Summary of genomic information for ARMAN

Comparative Genomics.

ARMAN proteins have an unusually large number of top BLAST hits to bacterial proteins (Fig. 1 and Fig. S3) and 12 only have bacterial orthologs in the current clusters of orthologous groups (COG) database (26) (Table S1). Other notable features of the ARMAN genomes are the anomalously small fraction of genes that can be assigned to archaeal COGs (arCOGs) (<66%) compared with all other Archaea except Crenarchaeum symbiosum (6) (58%) and the preponderance of crenarchaeal over euryarchaeal arCOGs, despite the robust phylogenetic placement within the Euryarchaeota (Figs. S1 and S2 and Table S2). In addition, ARMAN-4 and -5 have a TAA motif upstream of many genes that is likely involved in transcriptional control, a feature seen previously in crenarchaea. ARMAN-2 lacks 18, ARMAN-4 lacks 24, and ARMAN-5 lacks 14 of the 166 universal arCOGs (Table S3). Many of the missing arCOGs are involved in translation or are ribosomal. We infer that proteins missing from within otherwise complete ribosomal operons are very likely not present in the genome. We were able to assign a biochemical function or general biological activity to between 58 and 65% of ARMAN genes. A large number of genes (25% in ARMAN-2, 35% in ARMAN-4, 38% in ARMAN-5) have no matches (e-value >10−5) to sequences in public databases (Fig. S3).

Fig. 1.
The taxonomic affliations of the top blast hit for all proteins from each genome to the KEGG genome database. Crenarchaeota are shown on top and Euryarchaeota on the bottom of the diagram. The cutoff for the “no match” category was an ...

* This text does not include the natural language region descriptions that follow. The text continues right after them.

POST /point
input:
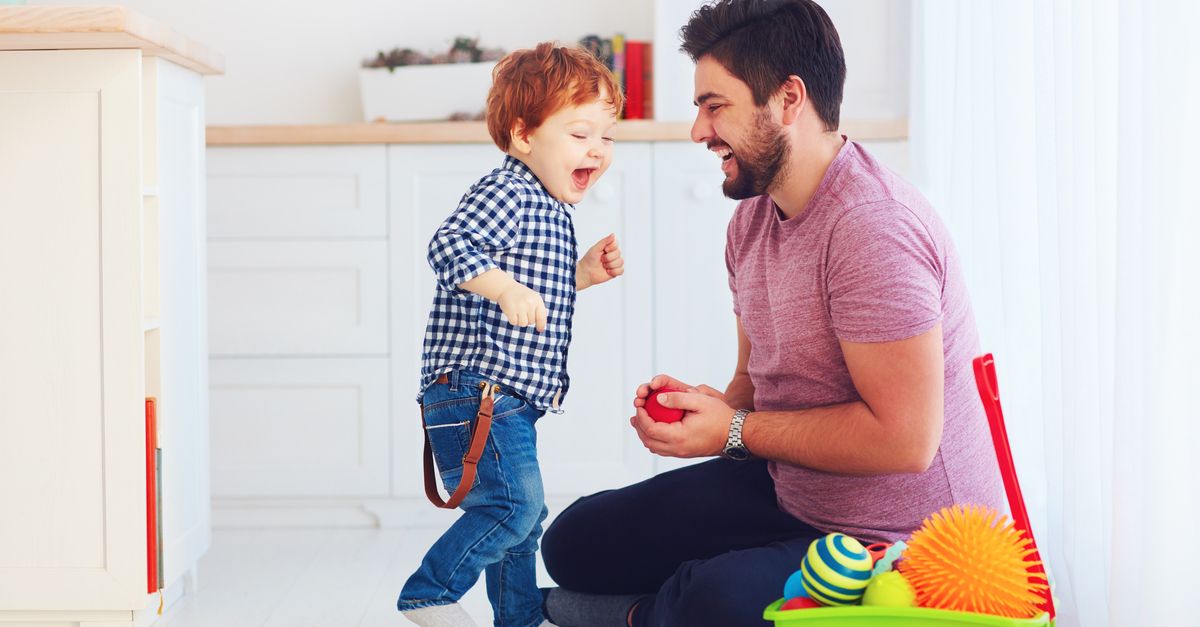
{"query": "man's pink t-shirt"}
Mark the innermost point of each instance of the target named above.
(867, 261)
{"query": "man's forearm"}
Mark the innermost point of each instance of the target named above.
(739, 393)
(844, 439)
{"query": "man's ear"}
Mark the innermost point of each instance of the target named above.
(793, 99)
(520, 139)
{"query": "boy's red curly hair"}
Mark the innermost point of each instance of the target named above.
(531, 85)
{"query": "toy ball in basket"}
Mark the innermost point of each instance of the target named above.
(964, 566)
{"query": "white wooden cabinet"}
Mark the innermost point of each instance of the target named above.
(102, 302)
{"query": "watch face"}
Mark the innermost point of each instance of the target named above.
(737, 453)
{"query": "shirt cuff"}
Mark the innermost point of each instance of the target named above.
(466, 267)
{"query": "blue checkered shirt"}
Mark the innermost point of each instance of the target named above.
(507, 220)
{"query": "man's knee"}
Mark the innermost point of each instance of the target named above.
(564, 545)
(701, 593)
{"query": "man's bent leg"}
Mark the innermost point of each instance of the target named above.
(696, 513)
(724, 591)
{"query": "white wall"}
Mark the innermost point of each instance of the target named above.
(874, 39)
(297, 63)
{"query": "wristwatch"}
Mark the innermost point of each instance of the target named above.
(733, 447)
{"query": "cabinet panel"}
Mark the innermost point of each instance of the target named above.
(184, 396)
(591, 447)
(298, 192)
(299, 427)
(298, 298)
(72, 475)
(695, 330)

We examined the taxonomic distributions of the top hits of all genes of ARMAN, Euryarchaea, Crenarchaea, and two separate basal Archaea (N. equitans and Candidatus Korarchaeum cryptofilum) to the KEGG database (Fig. 1). The ARMANs have a larger percentage of their genes, with best matches to crenarchaeal organisms than any other Euryarchaea. They also have many genes with no matches (e-value of 10−5) in the KEGG database. The taxonomic match-based profiles of the ARMANs are most similar to the deeply branched N. equitans and Ca. K. cryptofilum.

Proteomic Analysis of ARMAN.

ARMAN proteins were identified from lysates of seven biofilm communities via shotgun proteomics based on assignment of tandem mass spectra to peptides predicted from the genomic datasets. The database used for peptide identification included predicted proteins from four bacterial and six Thermoplasmatales archaeal species and from ARMAN-2, -4, and -5. Most identified ARMAN peptides were uniquely assigned to proteins of a single ARMAN type. Searches yielded 173 proteins from ARMAN-2 (17% of predicted proteins), 32 from ARMAN-4 (3% of predicted proteins), and 27 from ARMAN-5 (3% of predicted proteins) (Tables S4S6). The most abundant ARMAN-2, -4, and -5 proteins were involved in energy production, translation, protein modification, amino acid metabolism, or had unknown functions (Tables S4S6). H+-transporting subunits of ATP synthase are the most highly expressed proteins with assigned function from ARMAN-4, and -5, and account for 8, 31, and 40% of the total spectral counts for proteins from ARMAN-2, -4, and -5, respectively).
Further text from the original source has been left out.